Fed and watered, we would be home before 9 pm. I know! Exciting, eh? Nevertheless, that meant there would be ample time to plug the Enyaq in at our local BP charging station for a gentle overnight recharge (it’s only a 7.5kW outlet) before strolling the last 500 yards or so home. The day’s mileage totalled 83.4, hardly a grand tour. Nevertheless, as I was passing, and with less than 80 miles left “in the tank”, and with charging points in these parts being extremely few and far between, I thought it best to top-up.
“Hello. How can I help?” Asked BP’s Chargemaster call centre.
“Your charging point isn’t connecting to my car” I replied.
“Have you tried the other socket?
“O.K… Let’s see… I’ll try rebooting it from here. Let me know when the lights turn green again”
“Great. Thank you. Umm… Currently, they’re red”
“It shouldn’t take long, Sir”
“The lights are still red. Oh, hang on… Oh! Now the screen has gone blank”
“I’m sorry, Sir. I’ll inform one of our engineers. The charging point doesn’t seem to be responding.”
You’re telling me! Two days later and those lights are still red, not a green one in sight. The screen is still blank too. It’s a good job I wasn’t far from home, and what little range was left in the Enyaq allowed me to get to work on Monday morning and recharge there. Still, it meant no Sunday drive of Skoda’s new electric flagship for me, or anyone else for that matter. Home charging at my place currently is not an option and installation of a charger isn’t going to be easy.
Shame. I genuinely liked the Enyaq. It’s quiet, refined even, and its interior is a far nicer place – a better trimmed place – to be than that of VW’s similarly propelled ID.3. I like the Enyaq’s 13” touchscreen display. I like that Skoda have put an umbrella in the driver’s armrest. I like the fabric-covered dashboard, the keyless start, the wondrously smooth power delivery, the instant torque, the massive rear seat space, the driving position, those LED headlamps… I like the Enyaq a lot.
I’d even go as far as saying that the Skoda Enyaq is the best electric car I’ve driven so far. But…
I still don’t like the fact that out here in The Sticks, where the fast charging network is still the stuff of science fiction, it takes over four hours to charge a family car up to a range of just 190 miles or so miles.
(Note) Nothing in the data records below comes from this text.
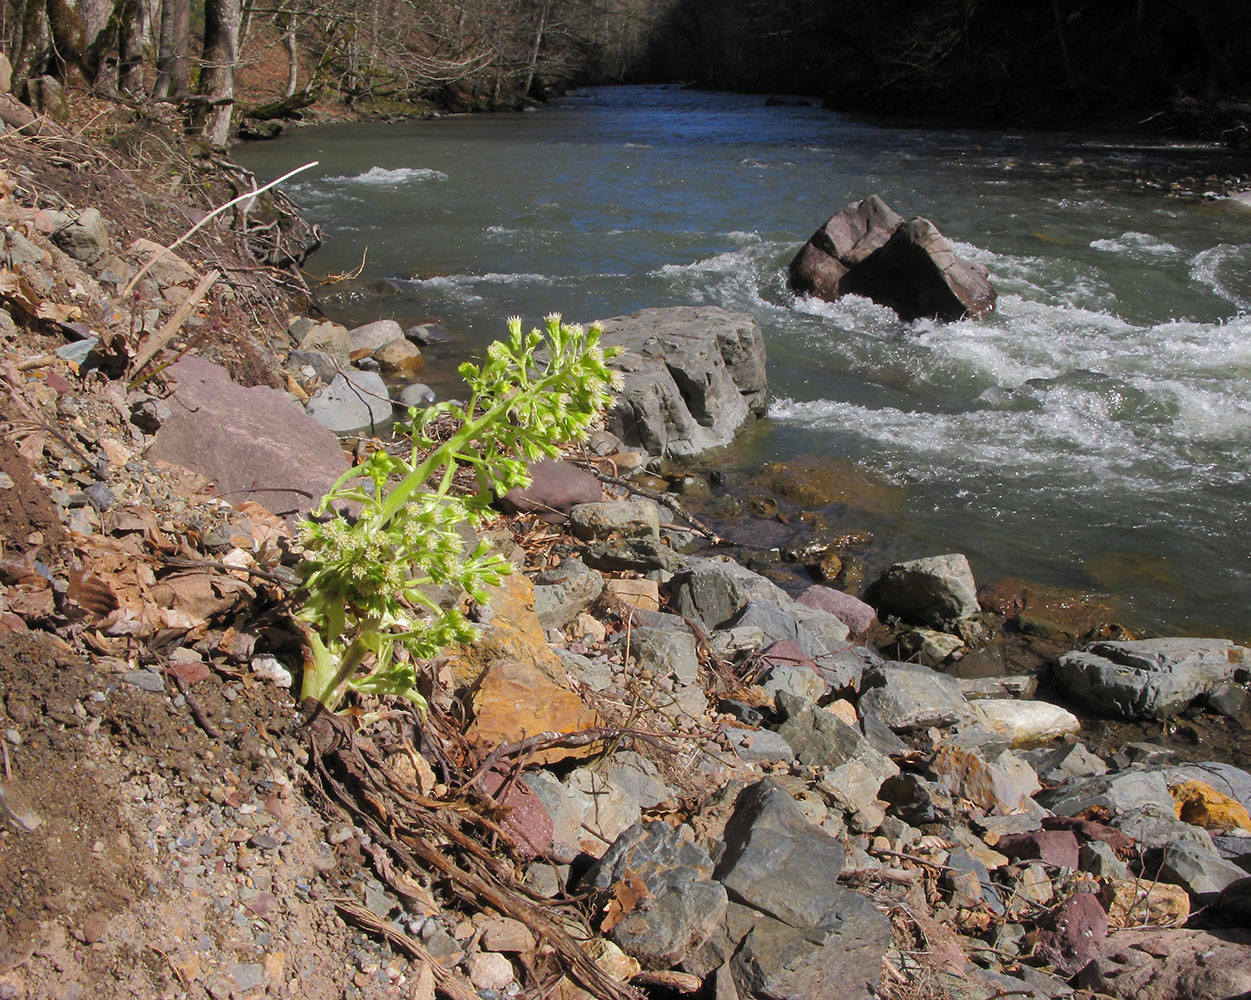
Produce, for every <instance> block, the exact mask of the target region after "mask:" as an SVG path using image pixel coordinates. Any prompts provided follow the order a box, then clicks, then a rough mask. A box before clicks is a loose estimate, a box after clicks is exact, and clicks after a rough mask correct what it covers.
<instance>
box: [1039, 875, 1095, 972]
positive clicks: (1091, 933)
mask: <svg viewBox="0 0 1251 1000" xmlns="http://www.w3.org/2000/svg"><path fill="white" fill-rule="evenodd" d="M1106 940H1107V914H1106V912H1105V911H1103V906H1102V905H1101V904H1100V901H1098V900H1097V899H1096V897H1095V896H1093V895H1091V894H1090V892H1077V894H1075V895H1072V896H1070V897H1068V899H1067V900H1065V901H1063V902H1062V904H1060V906H1057V907H1056V909H1055V910H1052V911H1051V912H1050V914H1047V915H1046V916H1045V917H1043V919H1042V920H1041V921H1038V931H1037V935H1036V939H1035V941H1036V946H1035V952H1033V954H1035V956H1036V957H1040V959H1042V960H1043V961H1045V962H1047V964H1050V965H1052V966H1055V969H1056V970H1057V971H1058V972H1060V974H1061V975H1063V976H1066V977H1067V976H1071V975H1073V974H1075V972H1078V971H1081V970H1082V969H1085V967H1086V966H1087V965H1088V964H1090V962H1091V960H1093V959H1095V957H1097V956H1098V954H1100V951H1101V949H1102V945H1103V941H1106Z"/></svg>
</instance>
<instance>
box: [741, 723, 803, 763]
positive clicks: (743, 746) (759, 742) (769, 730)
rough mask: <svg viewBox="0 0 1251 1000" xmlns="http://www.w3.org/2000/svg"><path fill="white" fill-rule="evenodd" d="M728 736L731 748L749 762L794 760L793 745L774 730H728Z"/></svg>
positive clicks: (778, 733) (750, 762)
mask: <svg viewBox="0 0 1251 1000" xmlns="http://www.w3.org/2000/svg"><path fill="white" fill-rule="evenodd" d="M726 738H727V740H728V741H729V746H731V748H732V750H733V751H734V752H736V753H737V755H738V756H739V757H742V758H743V761H744V762H747V763H754V762H758V761H766V762H767V761H783V762H787V763H789V762H791V761H793V760H794V751H793V750H791V745H789V743H788V742H787V741H786V740H784V738H783V737H782V736H781V735H779V733H776V732H773V731H772V730H741V728H737V727H734V728H728V730H726Z"/></svg>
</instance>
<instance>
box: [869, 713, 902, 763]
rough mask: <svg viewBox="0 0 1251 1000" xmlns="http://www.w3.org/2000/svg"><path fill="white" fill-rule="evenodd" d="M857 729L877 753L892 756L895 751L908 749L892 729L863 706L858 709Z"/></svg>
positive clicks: (898, 752)
mask: <svg viewBox="0 0 1251 1000" xmlns="http://www.w3.org/2000/svg"><path fill="white" fill-rule="evenodd" d="M859 715H861V723H859V731H861V732H862V733H864V738H866V740H868V742H869V746H872V747H873V750H876V751H877V752H878V753H881V755H883V756H886V757H893V756H894V755H896V753H903V752H904V751H907V750H908V745H907V743H906V742H903V741H902V740H901V738H899V737H898V736H896V735H894V730H892V728H891V727H889V726H887V725H886V723H884V722H883V721H882V720H881V718H878V717H877V716H876V715H873V713H872V712H866V711H864V710H863V708H861V710H859Z"/></svg>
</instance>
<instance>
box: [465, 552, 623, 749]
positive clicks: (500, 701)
mask: <svg viewBox="0 0 1251 1000" xmlns="http://www.w3.org/2000/svg"><path fill="white" fill-rule="evenodd" d="M489 608H490V622H489V626H488V627H487V628H485V630H484V632H483V635H482V636H480V637H479V638H478V641H477V642H474V643H473V645H470V646H464V647H460V648H458V650H455V651H453V652H452V653H450V656H449V660H448V667H449V668H450V671H452V676H453V680H454V681H455V683H457V685H458V686H459V687H469V688H470V690H472V691H473V712H474V718H473V722H472V723H470V726H469V731H468V735H469V737H470V738H473V740H478V741H480V742H483V743H485V745H495V743H507V742H514V741H518V740H524V738H525V737H528V736H535V735H538V733H540V732H578V731H580V730H585V728H590V727H593V726H597V725H599V716H598V715H597V713H595V711H594V710H593V708H589V707H587V706H585V705H583V703H582V700H580V698H579V697H578V696H577V695H574V693H573V692H572V691H570V690H569V688H568V687H567V673H565V668H564V665H563V662H562V661H560V658H559V657H558V656H557V655H555V653H554V652H553V651H552V648H550V647H549V646H548V645H547V641H545V638H544V636H543V627H542V626H540V625H539V620H538V616H537V615H535V613H534V586H533V584H532V583H530V582H529V579H527V578H525V577H523V576H509V577H505V578H504V579H503V582H502V583H500V586H499V587H497V588H495V589H494V591H492V594H490V603H489ZM588 752H590V748H579V750H577V751H570V750H562V748H554V750H548V751H544V752H543V753H539V755H537V757H535V761H537V762H539V763H552V762H553V761H558V760H563V758H565V757H570V756H585V755H587V753H588Z"/></svg>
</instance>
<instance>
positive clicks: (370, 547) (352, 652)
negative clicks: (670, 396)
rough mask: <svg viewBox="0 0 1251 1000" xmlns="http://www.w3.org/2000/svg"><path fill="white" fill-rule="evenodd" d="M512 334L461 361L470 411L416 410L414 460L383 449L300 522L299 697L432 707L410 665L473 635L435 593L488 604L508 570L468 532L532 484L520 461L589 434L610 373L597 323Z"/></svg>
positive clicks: (608, 400) (555, 323) (409, 429)
mask: <svg viewBox="0 0 1251 1000" xmlns="http://www.w3.org/2000/svg"><path fill="white" fill-rule="evenodd" d="M508 334H509V335H508V339H507V340H500V342H495V343H493V344H492V345H490V348H488V350H487V358H485V360H484V362H483V364H482V365H480V367H479V365H477V364H473V363H470V362H467V363H465V364H462V365H460V369H459V372H460V375H462V377H463V378H464V379H465V382H467V383H468V387H469V399H468V402H467V403H465V404H464V406H460V404H458V403H455V402H445V403H438V404H435V406H433V407H430V408H428V409H427V411H424V412H422V413H419V412H418V411H415V409H410V411H409V421H410V423H409V424H407V426H405V428H404V429H405V431H407V433H408V434H409V436H410V439H412V443H413V448H412V453H410V456H409V457H408V458H403V457H395V456H392V454H389V453H387V452H385V451H378V452H375V453H374V454H373V456H370V457H369V459H368V461H365V462H363V463H362V464H359V466H357V467H355V468H352V469H349V471H348V472H347V473H344V474H343V476H342V477H340V478H339V481H338V482H337V483H335V484H334V486H333V487H332V489H330V491H329V492H328V493H327V494H325V497H324V498H323V499H322V503H320V504H319V507H318V508H317V509H315V511H314V512H313V516H311V517H310V518H309V519H306V521H305V522H304V523H303V529H301V541H303V544H304V549H305V554H304V561H303V563H301V574H303V588H301V589H303V593H304V599H303V603H301V606H300V608H299V611H298V612H296V617H298V620H299V621H300V622H301V623H303V626H304V631H305V635H306V638H308V645H309V657H308V662H306V663H305V667H304V681H303V692H301V693H303V697H305V698H314V700H317V701H318V702H320V703H322V705H323V706H324V707H327V708H329V710H332V711H333V710H337V708H338V707H339V705H340V703H342V701H343V697H344V695H345V693H347V692H348V691H349V690H355V691H360V692H364V693H370V695H399V696H403V697H407V698H409V700H410V701H413V702H415V703H417V705H418V706H419V707H420V708H422V710H423V711H424V708H425V700H424V698H423V697H422V695H420V693H419V692H418V691H417V668H415V662H417V661H419V660H428V658H430V657H434V656H437V655H438V653H439V651H442V650H443V648H444V647H447V646H449V645H452V643H457V642H468V641H470V640H472V637H473V631H472V628H470V627H469V623H468V622H467V621H465V617H464V615H463V613H462V612H460V611H459V610H458V608H455V607H443V606H442V605H440V602H439V601H437V599H435V597H434V596H432V591H433V589H434V588H437V587H445V586H450V587H455V588H459V589H460V591H463V592H465V593H468V594H469V596H470V597H472V598H473V599H474V601H477V602H478V603H485V601H487V588H488V587H492V586H497V584H498V583H499V582H500V579H502V577H503V576H504V574H505V573H508V572H509V569H510V566H509V563H508V562H507V561H505V559H504V558H503V557H502V556H500V554H498V553H495V552H492V551H490V547H489V544H488V543H485V542H482V543H479V544H478V546H477V547H475V548H473V549H472V551H467V548H465V544H464V541H463V538H462V534H460V531H459V529H460V526H462V524H469V526H470V527H477V526H479V524H480V523H482V521H483V518H484V517H485V516H487V512H488V508H489V504H490V502H492V499H493V498H494V497H495V496H497V494H503V493H507V492H508V491H510V489H513V488H515V487H524V486H529V482H530V477H529V472H528V471H527V466H525V463H527V462H528V461H537V459H540V458H554V457H557V456H558V454H559V448H560V446H562V444H565V443H570V442H574V441H578V439H580V438H583V437H584V436H585V433H587V432H588V429H589V428H590V426H592V423H593V422H594V421H595V418H597V417H598V414H599V413H600V411H602V409H603V408H604V407H605V406H607V404H608V403H609V402H610V398H612V397H610V394H609V388H610V387H612V385H613V384H614V379H615V373H614V372H612V370H610V369H609V368H608V365H607V360H608V359H609V358H610V357H612V355H614V354H615V353H617V349H608V350H604V349H602V348H600V347H599V337H600V329H599V328H598V327H590V329H589V330H584V329H583V328H582V327H580V325H575V324H565V323H562V322H560V317H559V315H555V314H553V315H549V317H547V319H545V323H544V329H543V330H539V329H533V330H530V332H529V333H523V330H522V320H520V319H518V318H515V317H513V318H510V319H509V320H508ZM445 417H450V418H452V422H453V423H454V424H458V427H457V429H455V431H454V432H453V433H452V436H450V437H449V438H447V439H445V441H443V442H438V441H435V439H433V438H432V437H430V434H429V433H428V432H429V431H430V429H432V428H433V426H434V424H435V423H437V422H438V423H440V424H445V423H447V419H445ZM467 468H468V469H473V473H474V479H475V482H477V492H474V493H472V494H469V493H464V492H460V491H453V482H454V478H455V474H457V472H458V471H460V469H467ZM343 506H349V507H354V508H357V513H355V517H352V518H349V517H345V516H344V514H343V513H340V512H339V509H338V508H340V507H343ZM402 651H403V652H402Z"/></svg>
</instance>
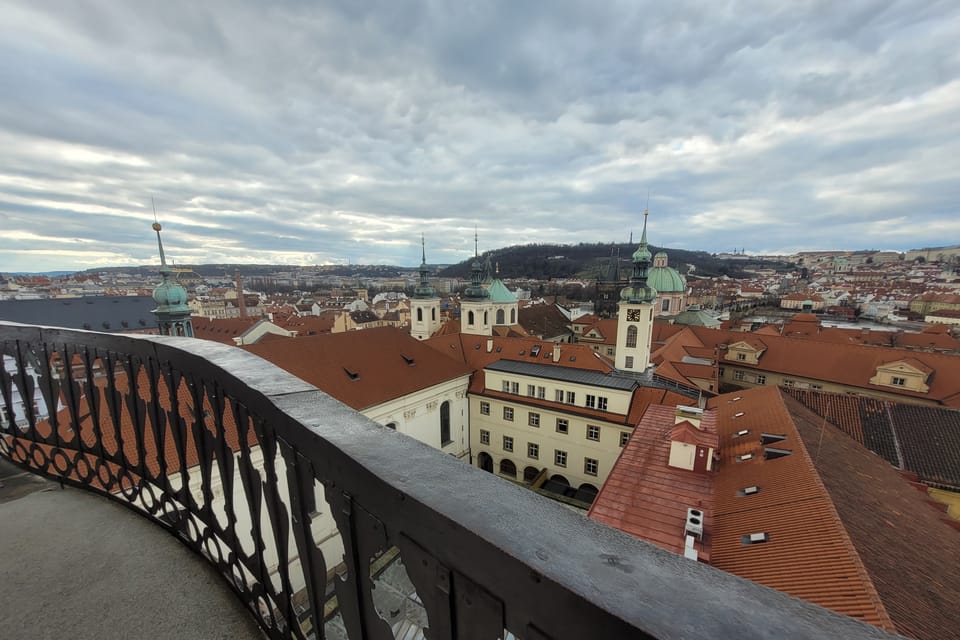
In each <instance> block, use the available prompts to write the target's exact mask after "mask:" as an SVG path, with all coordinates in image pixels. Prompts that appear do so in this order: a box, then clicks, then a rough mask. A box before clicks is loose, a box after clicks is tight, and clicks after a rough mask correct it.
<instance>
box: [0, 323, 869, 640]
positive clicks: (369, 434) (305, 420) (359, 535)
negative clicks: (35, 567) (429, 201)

It’s too long, and that’s simply not far enough.
If only there was an Enyaq with a diesel engine…
Skoda Enyaq iV 60 NAV
Battery Capacity: 58kWh
Transmission: Single Speed, rear-wheel drive
Motor Output (max): 132kw / 179PS / 176bhp
Motor Torque (max): 310Nm / 229 lbft
0-62mph: 8.4 sec
Max Speed: 99 mph
WLTP Combined range: 256 Miles
WLTP Consumption: 4.0miles/Kwh
Price: from £34,510 OTR (as tested £335,105).